(Fixes tense in fourth paragraph to show shutdown work was completed in April)
By Suze Metherell
June 17 (BusinessDesk) - New Zealand Refining, the Marsden Point oil refinery controlled by its major customers, says upgrades to its hydrocracker have boosted efficiency even as it misses its original forecast margin.
New Zealand's only oil refiner refitted its mild vacuum column as part of an efficiency drive to bolster margins and increase diesel production. It had forecast the refit, which boosts separation efficiency, would result in a 13 US cents per barrel margin, but said the "current weak margin environment" meant the step-up was closer to 11 US cents.
"This is just one component stream in our processing, it is an important first contribution to the series of initiatives aimed at lifting the performance on the hydrocracker which taken together, are expected to add 66 US cents per barrel to Refining NZ's gross refining margin," chief executive Sjoerd Post said in a statement.
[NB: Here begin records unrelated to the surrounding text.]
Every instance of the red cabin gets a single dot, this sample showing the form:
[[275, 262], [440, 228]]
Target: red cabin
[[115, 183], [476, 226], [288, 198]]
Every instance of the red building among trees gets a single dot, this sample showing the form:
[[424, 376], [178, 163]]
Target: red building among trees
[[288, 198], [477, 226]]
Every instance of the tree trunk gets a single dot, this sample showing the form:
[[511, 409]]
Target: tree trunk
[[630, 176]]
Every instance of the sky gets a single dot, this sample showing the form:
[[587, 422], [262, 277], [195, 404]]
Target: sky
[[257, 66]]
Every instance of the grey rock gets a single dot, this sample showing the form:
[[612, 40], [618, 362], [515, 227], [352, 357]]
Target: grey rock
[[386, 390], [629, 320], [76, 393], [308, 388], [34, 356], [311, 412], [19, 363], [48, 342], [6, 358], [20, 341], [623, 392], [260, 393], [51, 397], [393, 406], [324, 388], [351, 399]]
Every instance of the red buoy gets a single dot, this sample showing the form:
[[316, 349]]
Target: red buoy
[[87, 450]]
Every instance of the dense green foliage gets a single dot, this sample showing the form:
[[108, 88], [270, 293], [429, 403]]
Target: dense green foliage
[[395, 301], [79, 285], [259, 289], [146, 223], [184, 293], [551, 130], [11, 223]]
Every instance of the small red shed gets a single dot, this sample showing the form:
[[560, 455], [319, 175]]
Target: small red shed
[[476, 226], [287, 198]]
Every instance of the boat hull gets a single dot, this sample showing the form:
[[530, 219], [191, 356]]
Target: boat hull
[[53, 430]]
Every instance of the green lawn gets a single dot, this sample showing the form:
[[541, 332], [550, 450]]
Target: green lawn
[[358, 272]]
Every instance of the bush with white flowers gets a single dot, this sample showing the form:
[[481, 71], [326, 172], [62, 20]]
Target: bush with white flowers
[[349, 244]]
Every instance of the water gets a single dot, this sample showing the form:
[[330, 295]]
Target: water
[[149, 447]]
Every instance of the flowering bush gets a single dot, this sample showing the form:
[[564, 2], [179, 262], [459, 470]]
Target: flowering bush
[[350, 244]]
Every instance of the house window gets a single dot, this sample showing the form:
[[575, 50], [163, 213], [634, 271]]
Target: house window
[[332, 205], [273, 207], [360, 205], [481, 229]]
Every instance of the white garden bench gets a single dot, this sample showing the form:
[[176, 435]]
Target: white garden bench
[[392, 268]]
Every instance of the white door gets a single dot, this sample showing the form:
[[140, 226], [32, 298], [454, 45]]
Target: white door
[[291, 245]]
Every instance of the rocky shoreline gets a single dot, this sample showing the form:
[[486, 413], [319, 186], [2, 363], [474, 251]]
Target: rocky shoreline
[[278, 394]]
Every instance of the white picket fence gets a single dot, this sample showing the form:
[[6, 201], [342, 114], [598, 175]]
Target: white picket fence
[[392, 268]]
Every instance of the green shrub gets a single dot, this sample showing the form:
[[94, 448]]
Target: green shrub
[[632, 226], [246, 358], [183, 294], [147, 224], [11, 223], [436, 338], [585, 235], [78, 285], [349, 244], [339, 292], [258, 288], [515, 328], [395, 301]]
The company, which is majority-owned by BP New Zealand, Mobil Oil NZ, Z Energy and Chevron New Zealand, had worked closely with customers on supply planning and monitoring stock levels during the shutdown this year, managing fuel stocks via a combination of products from Marsden Point and scheduled imports. NZ Refining supplies about 80 percent of New Zealand’s refined fuels.
The shares rose 1.8 percent to $1.72 and have declined 18 percent this year.